When purchasing a barcode scanner you want to ensure that the scanner you pick has appropriate wireless connections for your work environment. This usually depends on how you want your data collected and inputted into your inventory system. Does your organization collect data in real-time and use a cloud-based inventory system? If it does, then you will need a wireless connection to the internet through WiFi or through a Mobile Broadband connection.

Scanners that transmit data through a WiFi connection are advantageous when your employees conduct all of their scans within a central location. For example, a WiFi connection is beneficial when employees are using barcode scanners within a warehouse. If your employees are in the field or on the road, having a mobile broadband connection is more beneficial. With a mobile broadband connection your employees in the field can transmit data wherever they go.


3. Wired Connections

Wired connections are extremely important if your organization is going to be collecting data with wired barcode scanners or uses a locally installed inventory system. Your organization will need to ensure the wired barcode scanners you choose are compatible with the computers installed with your inventory system. Scanners using wireless data transmission will also have wired data connections, so it is beneficial to check for these before making your purchase.

4. Screen

Not all barcode scanners are equipped with a display or touch screen. When deciding on a barcode scanner it is important to determine if it is beneficial or not for your barcode scanner to have a screen, and consider the complexity of what that screen can display. It can be beneficial to have a screen on your scanner device in order for your employees to receive transaction feedback. Transaction feedback notifies your employees whether or not there were any errors with the items they scan.

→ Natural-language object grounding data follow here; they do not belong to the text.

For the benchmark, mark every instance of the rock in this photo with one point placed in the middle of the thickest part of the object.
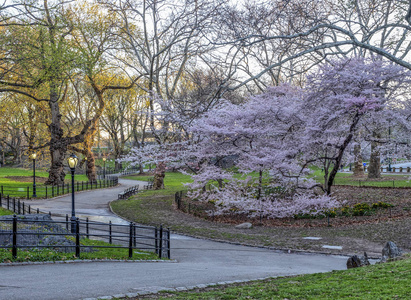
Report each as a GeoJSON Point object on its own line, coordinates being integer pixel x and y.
{"type": "Point", "coordinates": [358, 261]}
{"type": "Point", "coordinates": [244, 226]}
{"type": "Point", "coordinates": [390, 251]}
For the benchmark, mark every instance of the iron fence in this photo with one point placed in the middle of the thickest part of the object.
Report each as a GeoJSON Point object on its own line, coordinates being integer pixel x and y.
{"type": "Point", "coordinates": [57, 190]}
{"type": "Point", "coordinates": [42, 232]}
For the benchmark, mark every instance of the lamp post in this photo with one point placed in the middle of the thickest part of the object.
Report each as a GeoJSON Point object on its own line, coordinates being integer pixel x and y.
{"type": "Point", "coordinates": [85, 166]}
{"type": "Point", "coordinates": [389, 152]}
{"type": "Point", "coordinates": [72, 161]}
{"type": "Point", "coordinates": [33, 157]}
{"type": "Point", "coordinates": [104, 168]}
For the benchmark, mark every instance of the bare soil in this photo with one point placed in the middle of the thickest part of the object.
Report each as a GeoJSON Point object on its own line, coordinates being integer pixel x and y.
{"type": "Point", "coordinates": [355, 234]}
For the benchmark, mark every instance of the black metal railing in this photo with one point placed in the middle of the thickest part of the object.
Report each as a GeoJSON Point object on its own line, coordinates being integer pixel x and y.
{"type": "Point", "coordinates": [57, 190]}
{"type": "Point", "coordinates": [22, 233]}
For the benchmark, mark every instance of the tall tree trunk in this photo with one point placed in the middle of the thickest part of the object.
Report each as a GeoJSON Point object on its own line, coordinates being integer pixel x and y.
{"type": "Point", "coordinates": [374, 168]}
{"type": "Point", "coordinates": [358, 166]}
{"type": "Point", "coordinates": [159, 174]}
{"type": "Point", "coordinates": [58, 146]}
{"type": "Point", "coordinates": [91, 167]}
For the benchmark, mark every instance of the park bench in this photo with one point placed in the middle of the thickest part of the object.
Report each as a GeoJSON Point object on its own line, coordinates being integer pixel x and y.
{"type": "Point", "coordinates": [149, 185]}
{"type": "Point", "coordinates": [128, 192]}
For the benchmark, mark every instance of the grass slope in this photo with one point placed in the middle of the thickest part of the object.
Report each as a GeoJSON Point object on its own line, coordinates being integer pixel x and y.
{"type": "Point", "coordinates": [385, 281]}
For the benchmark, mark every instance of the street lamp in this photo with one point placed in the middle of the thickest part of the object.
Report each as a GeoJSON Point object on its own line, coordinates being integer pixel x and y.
{"type": "Point", "coordinates": [104, 168]}
{"type": "Point", "coordinates": [33, 157]}
{"type": "Point", "coordinates": [85, 166]}
{"type": "Point", "coordinates": [72, 161]}
{"type": "Point", "coordinates": [389, 152]}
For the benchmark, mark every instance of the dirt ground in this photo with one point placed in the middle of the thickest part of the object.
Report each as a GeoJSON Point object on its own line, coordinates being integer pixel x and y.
{"type": "Point", "coordinates": [355, 234]}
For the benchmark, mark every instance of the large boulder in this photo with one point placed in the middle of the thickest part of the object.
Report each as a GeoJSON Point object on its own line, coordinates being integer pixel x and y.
{"type": "Point", "coordinates": [244, 226]}
{"type": "Point", "coordinates": [358, 261]}
{"type": "Point", "coordinates": [390, 251]}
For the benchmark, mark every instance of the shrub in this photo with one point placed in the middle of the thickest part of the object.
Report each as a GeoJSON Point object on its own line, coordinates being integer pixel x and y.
{"type": "Point", "coordinates": [361, 209]}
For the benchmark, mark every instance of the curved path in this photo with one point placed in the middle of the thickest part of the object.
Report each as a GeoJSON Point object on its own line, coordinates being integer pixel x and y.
{"type": "Point", "coordinates": [197, 262]}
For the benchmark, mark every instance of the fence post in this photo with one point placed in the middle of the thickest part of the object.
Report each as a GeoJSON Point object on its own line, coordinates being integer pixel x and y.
{"type": "Point", "coordinates": [168, 243]}
{"type": "Point", "coordinates": [77, 238]}
{"type": "Point", "coordinates": [87, 229]}
{"type": "Point", "coordinates": [109, 232]}
{"type": "Point", "coordinates": [160, 246]}
{"type": "Point", "coordinates": [14, 249]}
{"type": "Point", "coordinates": [130, 241]}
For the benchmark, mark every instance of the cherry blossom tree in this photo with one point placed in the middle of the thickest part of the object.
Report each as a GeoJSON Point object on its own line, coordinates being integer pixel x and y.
{"type": "Point", "coordinates": [275, 137]}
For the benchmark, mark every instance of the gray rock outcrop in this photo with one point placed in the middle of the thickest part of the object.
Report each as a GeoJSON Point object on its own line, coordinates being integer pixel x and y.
{"type": "Point", "coordinates": [244, 226]}
{"type": "Point", "coordinates": [390, 251]}
{"type": "Point", "coordinates": [358, 261]}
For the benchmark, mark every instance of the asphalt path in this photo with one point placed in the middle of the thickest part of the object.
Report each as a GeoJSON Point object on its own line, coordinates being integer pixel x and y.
{"type": "Point", "coordinates": [196, 262]}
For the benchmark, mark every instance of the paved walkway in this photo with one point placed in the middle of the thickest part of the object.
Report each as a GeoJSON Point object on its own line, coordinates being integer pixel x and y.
{"type": "Point", "coordinates": [197, 262]}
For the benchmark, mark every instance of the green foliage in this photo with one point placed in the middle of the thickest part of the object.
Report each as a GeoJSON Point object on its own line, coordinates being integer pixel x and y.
{"type": "Point", "coordinates": [385, 281]}
{"type": "Point", "coordinates": [19, 189]}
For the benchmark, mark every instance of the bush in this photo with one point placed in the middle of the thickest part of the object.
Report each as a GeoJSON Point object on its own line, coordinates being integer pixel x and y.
{"type": "Point", "coordinates": [361, 209]}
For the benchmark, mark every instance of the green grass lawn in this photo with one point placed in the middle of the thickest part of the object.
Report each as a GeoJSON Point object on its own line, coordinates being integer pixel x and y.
{"type": "Point", "coordinates": [173, 182]}
{"type": "Point", "coordinates": [49, 254]}
{"type": "Point", "coordinates": [385, 281]}
{"type": "Point", "coordinates": [4, 212]}
{"type": "Point", "coordinates": [385, 181]}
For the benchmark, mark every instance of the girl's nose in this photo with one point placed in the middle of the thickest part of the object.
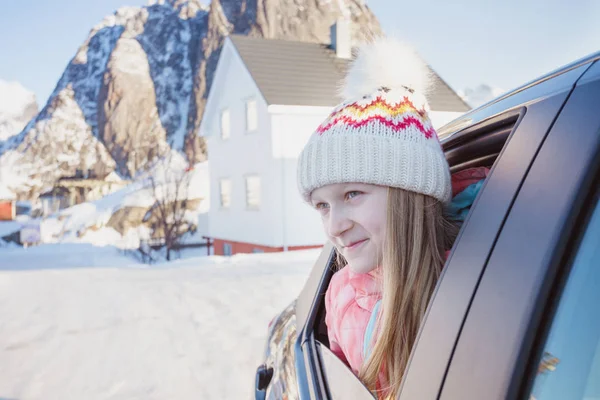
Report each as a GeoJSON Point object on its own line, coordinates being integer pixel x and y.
{"type": "Point", "coordinates": [338, 223]}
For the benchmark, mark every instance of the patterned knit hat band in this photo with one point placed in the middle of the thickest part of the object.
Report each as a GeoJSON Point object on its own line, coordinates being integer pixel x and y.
{"type": "Point", "coordinates": [382, 133]}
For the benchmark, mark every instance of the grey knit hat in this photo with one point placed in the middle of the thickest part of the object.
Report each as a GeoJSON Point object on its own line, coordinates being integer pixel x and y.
{"type": "Point", "coordinates": [381, 134]}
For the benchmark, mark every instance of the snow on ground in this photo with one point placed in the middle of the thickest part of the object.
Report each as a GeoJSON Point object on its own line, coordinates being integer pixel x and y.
{"type": "Point", "coordinates": [85, 322]}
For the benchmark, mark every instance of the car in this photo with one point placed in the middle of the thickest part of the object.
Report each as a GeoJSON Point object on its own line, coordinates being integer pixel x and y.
{"type": "Point", "coordinates": [515, 312]}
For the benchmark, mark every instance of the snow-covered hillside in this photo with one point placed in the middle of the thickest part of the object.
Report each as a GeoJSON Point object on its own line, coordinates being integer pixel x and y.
{"type": "Point", "coordinates": [84, 322]}
{"type": "Point", "coordinates": [17, 106]}
{"type": "Point", "coordinates": [90, 222]}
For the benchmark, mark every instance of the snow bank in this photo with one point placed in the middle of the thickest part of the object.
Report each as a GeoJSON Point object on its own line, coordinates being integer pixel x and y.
{"type": "Point", "coordinates": [190, 329]}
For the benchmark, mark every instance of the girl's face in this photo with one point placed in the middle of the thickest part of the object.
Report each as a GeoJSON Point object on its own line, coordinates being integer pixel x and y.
{"type": "Point", "coordinates": [354, 218]}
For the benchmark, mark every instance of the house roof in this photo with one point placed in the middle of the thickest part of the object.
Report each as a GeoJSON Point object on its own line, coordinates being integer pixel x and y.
{"type": "Point", "coordinates": [308, 74]}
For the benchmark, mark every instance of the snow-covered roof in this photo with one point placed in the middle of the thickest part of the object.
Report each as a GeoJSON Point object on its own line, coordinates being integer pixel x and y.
{"type": "Point", "coordinates": [6, 193]}
{"type": "Point", "coordinates": [308, 74]}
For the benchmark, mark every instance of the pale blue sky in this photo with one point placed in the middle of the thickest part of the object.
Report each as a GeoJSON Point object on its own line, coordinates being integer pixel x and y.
{"type": "Point", "coordinates": [467, 42]}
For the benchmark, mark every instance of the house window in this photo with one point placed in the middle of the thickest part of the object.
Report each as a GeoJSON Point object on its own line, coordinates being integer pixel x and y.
{"type": "Point", "coordinates": [225, 193]}
{"type": "Point", "coordinates": [253, 192]}
{"type": "Point", "coordinates": [251, 116]}
{"type": "Point", "coordinates": [225, 124]}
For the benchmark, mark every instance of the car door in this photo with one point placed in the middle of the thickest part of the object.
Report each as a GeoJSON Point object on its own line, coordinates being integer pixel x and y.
{"type": "Point", "coordinates": [537, 108]}
{"type": "Point", "coordinates": [510, 132]}
{"type": "Point", "coordinates": [533, 326]}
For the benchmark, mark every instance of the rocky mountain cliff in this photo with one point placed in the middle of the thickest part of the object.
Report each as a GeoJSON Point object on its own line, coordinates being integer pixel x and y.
{"type": "Point", "coordinates": [142, 77]}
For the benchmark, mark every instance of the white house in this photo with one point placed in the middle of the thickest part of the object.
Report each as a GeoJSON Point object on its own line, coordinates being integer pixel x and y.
{"type": "Point", "coordinates": [266, 99]}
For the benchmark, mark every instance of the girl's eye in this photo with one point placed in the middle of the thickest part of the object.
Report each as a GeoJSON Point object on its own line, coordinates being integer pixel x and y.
{"type": "Point", "coordinates": [352, 194]}
{"type": "Point", "coordinates": [321, 206]}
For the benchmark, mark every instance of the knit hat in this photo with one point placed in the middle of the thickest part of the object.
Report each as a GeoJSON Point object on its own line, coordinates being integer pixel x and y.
{"type": "Point", "coordinates": [381, 134]}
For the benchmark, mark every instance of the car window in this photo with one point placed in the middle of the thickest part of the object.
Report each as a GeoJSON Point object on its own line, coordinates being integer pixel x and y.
{"type": "Point", "coordinates": [570, 364]}
{"type": "Point", "coordinates": [341, 381]}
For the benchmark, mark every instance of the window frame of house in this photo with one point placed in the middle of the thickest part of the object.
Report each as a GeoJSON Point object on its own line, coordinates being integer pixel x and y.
{"type": "Point", "coordinates": [249, 206]}
{"type": "Point", "coordinates": [222, 204]}
{"type": "Point", "coordinates": [225, 124]}
{"type": "Point", "coordinates": [254, 109]}
{"type": "Point", "coordinates": [227, 249]}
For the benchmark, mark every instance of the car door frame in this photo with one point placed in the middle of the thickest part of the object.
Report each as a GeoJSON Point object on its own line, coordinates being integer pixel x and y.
{"type": "Point", "coordinates": [514, 296]}
{"type": "Point", "coordinates": [538, 107]}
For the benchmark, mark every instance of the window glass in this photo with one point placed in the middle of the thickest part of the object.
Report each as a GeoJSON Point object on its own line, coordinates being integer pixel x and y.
{"type": "Point", "coordinates": [570, 365]}
{"type": "Point", "coordinates": [225, 193]}
{"type": "Point", "coordinates": [251, 115]}
{"type": "Point", "coordinates": [225, 124]}
{"type": "Point", "coordinates": [253, 192]}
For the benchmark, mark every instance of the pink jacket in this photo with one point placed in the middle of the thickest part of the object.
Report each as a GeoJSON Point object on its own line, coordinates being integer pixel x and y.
{"type": "Point", "coordinates": [349, 302]}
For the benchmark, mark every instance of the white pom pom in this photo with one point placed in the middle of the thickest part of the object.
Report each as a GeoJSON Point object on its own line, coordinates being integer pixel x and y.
{"type": "Point", "coordinates": [385, 62]}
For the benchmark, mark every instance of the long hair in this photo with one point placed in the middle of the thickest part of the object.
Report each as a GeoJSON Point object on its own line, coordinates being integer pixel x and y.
{"type": "Point", "coordinates": [413, 255]}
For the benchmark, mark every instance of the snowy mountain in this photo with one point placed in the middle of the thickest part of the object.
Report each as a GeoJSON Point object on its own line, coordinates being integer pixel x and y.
{"type": "Point", "coordinates": [480, 94]}
{"type": "Point", "coordinates": [142, 77]}
{"type": "Point", "coordinates": [17, 106]}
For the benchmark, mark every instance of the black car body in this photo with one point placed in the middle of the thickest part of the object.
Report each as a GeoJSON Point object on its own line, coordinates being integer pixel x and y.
{"type": "Point", "coordinates": [514, 285]}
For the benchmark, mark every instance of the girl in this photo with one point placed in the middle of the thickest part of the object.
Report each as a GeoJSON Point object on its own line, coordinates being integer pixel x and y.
{"type": "Point", "coordinates": [375, 171]}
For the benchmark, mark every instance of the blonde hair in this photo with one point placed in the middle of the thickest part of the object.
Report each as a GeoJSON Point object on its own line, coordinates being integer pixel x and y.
{"type": "Point", "coordinates": [417, 238]}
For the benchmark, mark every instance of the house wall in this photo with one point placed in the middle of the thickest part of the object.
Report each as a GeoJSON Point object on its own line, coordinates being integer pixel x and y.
{"type": "Point", "coordinates": [292, 126]}
{"type": "Point", "coordinates": [240, 155]}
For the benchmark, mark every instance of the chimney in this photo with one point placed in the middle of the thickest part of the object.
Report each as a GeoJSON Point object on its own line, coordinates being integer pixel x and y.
{"type": "Point", "coordinates": [341, 38]}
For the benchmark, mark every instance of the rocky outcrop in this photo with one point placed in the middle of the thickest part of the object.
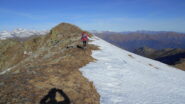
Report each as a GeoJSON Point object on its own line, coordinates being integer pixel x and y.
{"type": "Point", "coordinates": [46, 62]}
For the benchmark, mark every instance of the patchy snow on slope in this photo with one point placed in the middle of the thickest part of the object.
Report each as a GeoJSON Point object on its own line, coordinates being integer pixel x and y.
{"type": "Point", "coordinates": [121, 77]}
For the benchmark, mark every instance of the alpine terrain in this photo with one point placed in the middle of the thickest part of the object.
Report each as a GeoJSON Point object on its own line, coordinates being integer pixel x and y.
{"type": "Point", "coordinates": [100, 74]}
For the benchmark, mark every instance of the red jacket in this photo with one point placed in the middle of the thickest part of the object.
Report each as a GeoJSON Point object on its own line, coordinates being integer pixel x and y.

With a screen, scanners can have much more depth to their capabilities. For example, a Mobile Computer barcode scanner can push and pull information to and from your inventory system with a mobile application. Some mobile computers can even act as a both a cell phone and a barcode scanner.

5. Portability and Ideal Environment

Portability is a huge factor when selecting a barcode scanner – he environment the scanner will be working in will help determine what kind of scanner you need. If the scanner is going to be traveling and going out into the field, you will need a scanner that is durable, water resistant, can be used in extreme temperatures, and is extremely portable. If the scanner is being used in a retail environment, the scanner may not need to be portable and does not need to endure extreme weather conditions. Barcode scanners are built for various working conditions, and it is important to consider what kind of work environment you need a barcode scanner to operate in.